Zero-copy: Column files are memory-mapped. The OS pages data in on demand, so you can query datasets larger than available RAM without loading everything upfront.

Partitioned Tables

A partitioned table splits data across multiple directories, each representing a time period (typically a date). This is the standard layout for time-series data in kdb+ systems.

Directory layout

/data/marketdb/
  sym                          -- shared symbol table (required)
  2024.01.15/
    trades/
      .d                       -- schema
      symbol                   -- column: sym
      price                    -- column: f64
      qty                      -- column: i64
  2024.01.16/
    trades/
      .d
      symbol
      price
      qty
  2024.01.17/
    trades/
      .d
      symbol
      price
      qty

Partition naming: Directory names must be dates in YYYY.MM.DD format (e.g., 2024.01.15) or integer keys. Teide auto-discovers all valid partition directories and loads them in sorted order.

How partitions are discovered

Scan db_root for subdirectories whose names consist of digits and dots
Validate date format: 10 characters, dots at positions 4 and 7, valid month (01-12) and day (01-31)
Sort directories lexicographically for deterministic ordering
Load each db_root/<partition>/<table_name> as a splayed table
Load the shared symbol table from db_root/sym
Concatenate all partition segments into a single logical table

The virtual partition column (MAPCOMMON)

When you open a partitioned table, Teide automatically creates a virtual column containing the partition key (the date).
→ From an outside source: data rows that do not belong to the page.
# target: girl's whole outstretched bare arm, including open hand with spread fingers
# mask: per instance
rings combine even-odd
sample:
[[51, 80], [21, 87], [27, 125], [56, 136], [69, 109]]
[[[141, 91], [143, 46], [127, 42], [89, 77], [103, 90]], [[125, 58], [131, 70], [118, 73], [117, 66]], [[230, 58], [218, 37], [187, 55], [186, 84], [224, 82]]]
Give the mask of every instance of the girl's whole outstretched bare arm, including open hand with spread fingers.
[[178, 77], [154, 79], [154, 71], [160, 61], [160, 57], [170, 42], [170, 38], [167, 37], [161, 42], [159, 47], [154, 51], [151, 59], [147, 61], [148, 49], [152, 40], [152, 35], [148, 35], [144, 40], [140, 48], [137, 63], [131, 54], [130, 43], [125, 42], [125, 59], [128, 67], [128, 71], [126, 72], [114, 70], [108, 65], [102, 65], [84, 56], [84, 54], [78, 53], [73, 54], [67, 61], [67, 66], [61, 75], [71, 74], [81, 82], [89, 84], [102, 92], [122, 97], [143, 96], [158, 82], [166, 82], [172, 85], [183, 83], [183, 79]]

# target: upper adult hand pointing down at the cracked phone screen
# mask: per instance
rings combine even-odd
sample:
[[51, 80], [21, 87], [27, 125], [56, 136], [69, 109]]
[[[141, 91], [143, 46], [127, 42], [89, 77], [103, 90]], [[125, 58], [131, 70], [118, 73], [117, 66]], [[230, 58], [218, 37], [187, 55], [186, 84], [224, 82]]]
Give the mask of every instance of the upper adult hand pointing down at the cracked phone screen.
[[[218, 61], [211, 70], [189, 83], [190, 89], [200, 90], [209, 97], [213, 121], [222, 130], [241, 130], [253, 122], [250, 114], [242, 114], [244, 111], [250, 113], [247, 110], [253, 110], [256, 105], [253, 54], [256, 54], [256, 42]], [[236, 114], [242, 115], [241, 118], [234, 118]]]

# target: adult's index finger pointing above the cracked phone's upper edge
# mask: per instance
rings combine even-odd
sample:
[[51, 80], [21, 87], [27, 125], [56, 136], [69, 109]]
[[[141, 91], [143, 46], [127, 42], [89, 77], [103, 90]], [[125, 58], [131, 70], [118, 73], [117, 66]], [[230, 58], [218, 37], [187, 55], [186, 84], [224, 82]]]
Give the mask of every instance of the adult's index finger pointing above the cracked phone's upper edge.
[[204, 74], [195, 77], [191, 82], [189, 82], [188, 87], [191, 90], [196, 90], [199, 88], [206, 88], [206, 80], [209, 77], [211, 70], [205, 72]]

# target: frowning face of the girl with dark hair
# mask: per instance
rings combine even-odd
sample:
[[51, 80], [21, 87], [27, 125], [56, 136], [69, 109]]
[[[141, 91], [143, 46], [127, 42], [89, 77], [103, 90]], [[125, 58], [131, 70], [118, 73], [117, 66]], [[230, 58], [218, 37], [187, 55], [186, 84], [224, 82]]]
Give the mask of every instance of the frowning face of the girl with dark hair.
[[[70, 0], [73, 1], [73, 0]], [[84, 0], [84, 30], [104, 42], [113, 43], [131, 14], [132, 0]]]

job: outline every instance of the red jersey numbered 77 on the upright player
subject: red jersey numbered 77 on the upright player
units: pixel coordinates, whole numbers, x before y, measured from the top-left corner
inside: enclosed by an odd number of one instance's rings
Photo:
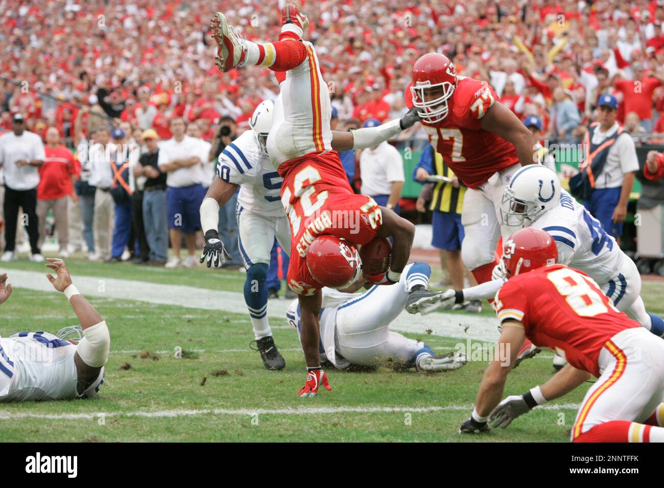
[[[421,121],[431,145],[442,154],[454,174],[470,188],[485,183],[496,171],[519,163],[512,143],[482,129],[482,118],[500,99],[487,82],[457,76],[458,84],[448,99],[448,116],[430,124]],[[406,106],[412,108],[410,86]]]

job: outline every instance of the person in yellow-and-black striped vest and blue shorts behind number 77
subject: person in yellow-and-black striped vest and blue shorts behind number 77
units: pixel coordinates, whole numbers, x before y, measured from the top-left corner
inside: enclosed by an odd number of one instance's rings
[[[441,268],[444,274],[447,268],[452,284],[462,284],[465,268],[461,261],[461,242],[464,235],[461,207],[467,187],[454,175],[442,155],[435,152],[431,146],[422,152],[414,170],[414,180],[424,183],[416,204],[418,211],[426,212],[424,205],[427,201],[431,202],[429,206],[432,210],[433,228],[431,245],[440,250]],[[482,309],[479,300],[460,305],[469,312],[479,313]]]

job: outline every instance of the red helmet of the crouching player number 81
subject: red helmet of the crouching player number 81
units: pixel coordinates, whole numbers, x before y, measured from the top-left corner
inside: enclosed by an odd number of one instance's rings
[[[503,266],[507,278],[556,264],[558,248],[548,232],[524,227],[509,236],[503,246]]]

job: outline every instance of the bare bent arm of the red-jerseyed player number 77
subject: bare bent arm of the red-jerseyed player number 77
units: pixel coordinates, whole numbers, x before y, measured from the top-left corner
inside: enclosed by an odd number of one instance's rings
[[[482,118],[482,128],[513,143],[521,166],[537,164],[535,139],[523,122],[501,103],[495,103]]]

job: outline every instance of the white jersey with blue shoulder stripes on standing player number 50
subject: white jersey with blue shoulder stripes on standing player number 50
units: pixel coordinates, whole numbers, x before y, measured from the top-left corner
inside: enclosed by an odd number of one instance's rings
[[[245,212],[269,217],[284,215],[280,197],[284,179],[275,171],[270,157],[260,150],[251,129],[220,153],[216,174],[228,183],[240,185],[238,204]]]

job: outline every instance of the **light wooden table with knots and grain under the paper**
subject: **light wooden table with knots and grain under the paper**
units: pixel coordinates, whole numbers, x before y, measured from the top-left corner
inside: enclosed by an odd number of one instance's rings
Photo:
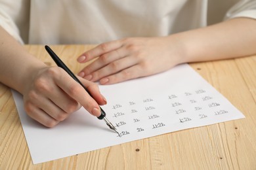
[[[77,56],[93,46],[52,47],[78,73]],[[54,65],[43,46],[25,48]],[[0,169],[256,169],[256,56],[190,65],[246,118],[33,165],[11,90],[0,84]]]

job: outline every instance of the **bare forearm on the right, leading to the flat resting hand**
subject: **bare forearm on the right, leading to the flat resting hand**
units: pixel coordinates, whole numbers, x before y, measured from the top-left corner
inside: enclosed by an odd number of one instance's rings
[[[181,63],[250,56],[256,54],[256,20],[235,18],[168,38],[182,44]]]

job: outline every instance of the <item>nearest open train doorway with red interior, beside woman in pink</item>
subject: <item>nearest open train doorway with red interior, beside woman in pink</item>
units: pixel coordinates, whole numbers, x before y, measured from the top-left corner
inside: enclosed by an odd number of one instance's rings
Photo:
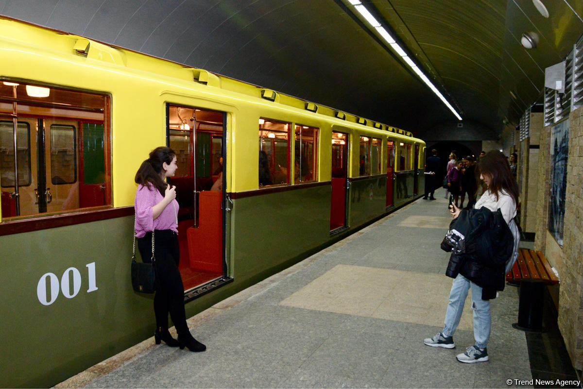
[[[178,169],[169,179],[176,186],[178,242],[184,290],[194,297],[226,276],[224,256],[225,178],[223,157],[226,114],[167,105],[167,142]]]

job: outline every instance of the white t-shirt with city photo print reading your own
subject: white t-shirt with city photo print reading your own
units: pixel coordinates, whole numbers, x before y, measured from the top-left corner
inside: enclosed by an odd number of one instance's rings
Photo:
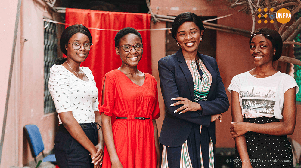
[[[285,73],[277,72],[265,78],[256,78],[249,71],[232,78],[228,91],[239,93],[241,113],[244,118],[274,117],[282,119],[284,93],[299,87],[295,79]]]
This column doesn't exist on disk — it's synthesized at query time.

-- The partition date is available as a queryable column
SELECT date, COUNT(*) AS trades
FROM read_parted('/data/marketdb', 'trades')
GROUP BY date
ORDER BY date;

2024.01.15 12847 2024.01.16 15203 2024.01.17 11592

The virtual column's type depends on the partition directory names:

Directory names	Virtual column type	Example
`YYYY.MM.DD` dates	DATE	`2024.01.15`, `2024.01.16`
Integer keys	BIGINT	`1`, `2`, `3`
Other strings	VARCHAR (symbol)	`us`, `eu`, `asia`

Parted column types

Internally, each column in a partitioned table is stored as a parted vector — a list of per-partition segments. When you access row N, Teide resolves which partition contains that row and reads from the correct segment.
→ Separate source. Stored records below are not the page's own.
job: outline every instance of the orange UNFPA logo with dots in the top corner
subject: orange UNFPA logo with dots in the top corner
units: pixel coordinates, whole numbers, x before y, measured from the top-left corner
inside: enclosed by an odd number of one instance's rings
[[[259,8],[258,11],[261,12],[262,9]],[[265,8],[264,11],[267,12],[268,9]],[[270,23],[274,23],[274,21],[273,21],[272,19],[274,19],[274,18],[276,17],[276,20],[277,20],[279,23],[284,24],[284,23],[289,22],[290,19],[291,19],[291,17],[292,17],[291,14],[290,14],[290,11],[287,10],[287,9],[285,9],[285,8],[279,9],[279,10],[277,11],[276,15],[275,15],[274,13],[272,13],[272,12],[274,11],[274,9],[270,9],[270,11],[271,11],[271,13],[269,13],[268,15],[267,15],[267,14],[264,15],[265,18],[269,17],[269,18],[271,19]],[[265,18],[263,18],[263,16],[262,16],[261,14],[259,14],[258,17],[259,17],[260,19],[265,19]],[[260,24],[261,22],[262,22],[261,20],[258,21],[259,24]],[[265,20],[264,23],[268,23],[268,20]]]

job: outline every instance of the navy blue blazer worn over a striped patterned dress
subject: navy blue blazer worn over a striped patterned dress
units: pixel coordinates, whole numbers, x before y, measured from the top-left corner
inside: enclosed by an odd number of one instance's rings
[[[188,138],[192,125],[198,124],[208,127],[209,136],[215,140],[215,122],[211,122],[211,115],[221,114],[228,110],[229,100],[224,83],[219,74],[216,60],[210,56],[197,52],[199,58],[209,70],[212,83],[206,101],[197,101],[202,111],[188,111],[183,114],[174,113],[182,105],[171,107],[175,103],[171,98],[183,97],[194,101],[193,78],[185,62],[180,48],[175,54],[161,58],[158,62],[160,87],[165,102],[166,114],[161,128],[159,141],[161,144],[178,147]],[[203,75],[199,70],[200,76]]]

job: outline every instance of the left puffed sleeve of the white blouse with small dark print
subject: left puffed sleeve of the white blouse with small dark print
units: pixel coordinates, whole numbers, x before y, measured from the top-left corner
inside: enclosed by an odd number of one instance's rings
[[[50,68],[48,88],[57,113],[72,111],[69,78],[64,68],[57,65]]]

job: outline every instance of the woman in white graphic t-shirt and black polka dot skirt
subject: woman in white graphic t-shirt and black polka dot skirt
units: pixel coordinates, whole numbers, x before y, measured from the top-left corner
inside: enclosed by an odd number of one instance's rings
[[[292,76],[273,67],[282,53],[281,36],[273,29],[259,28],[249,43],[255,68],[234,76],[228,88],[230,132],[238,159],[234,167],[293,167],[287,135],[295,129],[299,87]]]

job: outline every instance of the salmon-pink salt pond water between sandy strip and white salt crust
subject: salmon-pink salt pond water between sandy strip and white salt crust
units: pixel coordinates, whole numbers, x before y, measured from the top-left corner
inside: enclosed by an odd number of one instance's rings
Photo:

This is transparent to SQL queries. You read and filter parted columns exactly like regular columns.

Loading in SQL

-- Open a partitioned table
CREATE TABLE trades AS
SELECT * FROM read_parted('/data/marketdb', 'trades');

-- Query across all partitions
SELECT symbol, SUM(qty) AS total_qty, AVG(price) AS avg_price
FROM trades
WHERE date BETWEEN '2024-01-15' AND '2024-01-16'
GROUP BY symbol
ORDER BY total_qty DESC
LIMIT 10;

Loading in Rust

let ctx = Context::new()?;

// Open partitioned table (auto-loads sym, discovers partitions)
let trades = ctx.read_parted("/data/marketdb", "trades")?;

// Second call returns cached result instantly
let trades2 = ctx.read_parted("/data/marketdb", "trades")?;

println!("{} rows, {} cols", trades.nrows(), trades.ncols());

Storage Format Comparison

Format	Access	Best for	SQL function
CSV	Full copy into memory	Import/export, ad-hoc analysis, small datasets	`read_csv(path)`
Splayed	Zero-copy mmap	Single tables, fast column scans, large datasets	`read_splayed(dir [, sym])`
Partitioned	Zero-copy mmap	Time-series data, date-sharded tables, multi-day queries	`read_parted(root, name)`

For kdb+/q Users

Teide's storage format is inspired by and compatible with the kdb+ on-disk layout:

kdb+ concept	Teide equivalent
`sym type	`VARCHAR` / `SYM` (symbol-encoded internally)
Splayed table (`:/path/table/)	`read_splayed('/path/table')`
Partitioned DB (`:/path/db/)	`read_parted('/path/db', 'table')`
`.d` schema file	Same — binary vector of symbol IDs
`sym` file in HDB root	Same — loaded from `db_root/sym`
Date partitions (`2024.01.15/`)	Same directory naming convention
Virtual `date` column	MAPCOMMON virtual column (auto-created)

The key difference: in Teide, you query these tables with standard SQL instead of q expressions.